GM’s earnings in North America fell 12.5 percent from a year ago to $1.4 billion. Chief Financial Officer Dan Ammann said GM shipped fewer pickups ahead of the introduction of its newly redesigned Chevrolet Silverado and GMC Sierra full-size pickups. Those go on sale in a few weeks. Auto companies book profits on a vehicle when it leaves the factory.

GM’s report echoed Chrysler Group’s earlier this week. Chrysler also reduced vehicle shipments ahead of the introduction of the new Jeep Cherokee, and its earnings tumbled 65 percent to $166 billion.

GM sold a record 816,373 vehicles in China, up 10 percent from the first quarter a year ago. Among the hot sellers was the Cadillac XTS full-size sedan, which went on sale in China in February. Chinese buyers snapped up more than 2,000 XTS sedans in March alone, despite their steep starting price of $56,000.

Profits in GM’s international operations, which include China, fell 5 percent to $495 million. Ammann said gains in China were offset by weakness in other regions, including India.

The XTS and smaller ATS also helped GM in the U.S., where the company sold 664,964 cars and trucks in the quarter and outpaced the industry’s gain of 6 percent. U.S. Cadillac sales jumped 38 percent while Buick sales were up 27.5 percent on sales of the new Verano small car and Encore small utility.

Sales of the Silverado rose 22 percent in the U.S., helped by an increase in home building and other construction.

In Europe, where the government debt crisis and high unemployment have led to 18 straight months of declining industry sales, GM’s loss narrowed to $175 million from $294 million a year ago. Ammann said GM is not yet ready to say that the European auto industry has hit bottom, but the company is proceeding with its plan to invest in new products and close a German plant by 2014.

“There are things we can control and we’re making good progress on those,” he said.

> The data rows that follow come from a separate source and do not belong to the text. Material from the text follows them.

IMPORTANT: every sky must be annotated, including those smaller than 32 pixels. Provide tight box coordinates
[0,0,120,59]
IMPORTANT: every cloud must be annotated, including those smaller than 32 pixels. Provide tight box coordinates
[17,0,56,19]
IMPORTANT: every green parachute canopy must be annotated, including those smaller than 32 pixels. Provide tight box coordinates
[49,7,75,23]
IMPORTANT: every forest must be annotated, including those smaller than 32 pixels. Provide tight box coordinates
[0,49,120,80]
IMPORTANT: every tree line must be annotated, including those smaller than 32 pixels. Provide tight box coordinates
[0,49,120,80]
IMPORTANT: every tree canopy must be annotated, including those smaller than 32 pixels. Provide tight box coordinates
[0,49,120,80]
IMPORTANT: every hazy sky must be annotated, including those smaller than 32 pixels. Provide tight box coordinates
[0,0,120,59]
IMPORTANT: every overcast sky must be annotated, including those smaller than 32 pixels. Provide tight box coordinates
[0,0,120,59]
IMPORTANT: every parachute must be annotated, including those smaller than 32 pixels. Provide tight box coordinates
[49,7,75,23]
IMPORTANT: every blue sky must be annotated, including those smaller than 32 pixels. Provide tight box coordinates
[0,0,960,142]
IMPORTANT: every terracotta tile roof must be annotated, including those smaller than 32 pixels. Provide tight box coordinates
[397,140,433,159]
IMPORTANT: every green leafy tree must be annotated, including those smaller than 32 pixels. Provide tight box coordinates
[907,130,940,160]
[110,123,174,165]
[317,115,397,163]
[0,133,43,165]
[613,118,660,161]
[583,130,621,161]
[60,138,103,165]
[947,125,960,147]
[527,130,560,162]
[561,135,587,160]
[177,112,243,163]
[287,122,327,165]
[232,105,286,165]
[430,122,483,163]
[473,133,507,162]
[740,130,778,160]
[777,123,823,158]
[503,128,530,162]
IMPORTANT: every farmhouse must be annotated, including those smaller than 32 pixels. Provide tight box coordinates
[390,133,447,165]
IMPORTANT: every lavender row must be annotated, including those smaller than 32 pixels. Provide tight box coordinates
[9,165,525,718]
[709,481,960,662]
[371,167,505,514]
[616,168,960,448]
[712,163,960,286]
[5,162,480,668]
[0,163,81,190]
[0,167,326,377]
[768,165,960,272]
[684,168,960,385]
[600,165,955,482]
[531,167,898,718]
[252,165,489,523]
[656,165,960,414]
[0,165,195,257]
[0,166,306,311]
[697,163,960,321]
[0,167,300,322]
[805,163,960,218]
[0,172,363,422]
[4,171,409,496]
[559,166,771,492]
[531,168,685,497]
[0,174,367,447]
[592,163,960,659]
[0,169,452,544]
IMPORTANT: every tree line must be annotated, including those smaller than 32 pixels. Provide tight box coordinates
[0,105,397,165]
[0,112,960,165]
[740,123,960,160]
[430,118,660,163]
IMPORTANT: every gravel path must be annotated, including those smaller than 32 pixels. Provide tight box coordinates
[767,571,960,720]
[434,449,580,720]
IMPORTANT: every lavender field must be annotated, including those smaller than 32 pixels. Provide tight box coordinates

GM’s European results were better than rival Ford Motor Co., which is also restructuring its European operations. Ford’s European losses more than tripled to $462 million in the first quarter. But Ford earned a record $2.4 billion in North America, or $1 billion more than GM. Ford last month reported net income of $1.6 billion for the first quarter.

GM’s revenue fell 2.3 percent to $36.9 billion in the first quarter. One-time items included a charge for currency devaluation in Venezuela.

Detroit-based GM is still 16-percent owned by the U.S. government, a legacy of the U.S. Treasury’s 2009 bailout. So far, the government has recovered about $30.4 billion of its $49.5 billion bailout and plans to sell its remaining shares. But those shares would have to sell for around $79 each - more than double GM’s current stock price - for taxpayers to break even.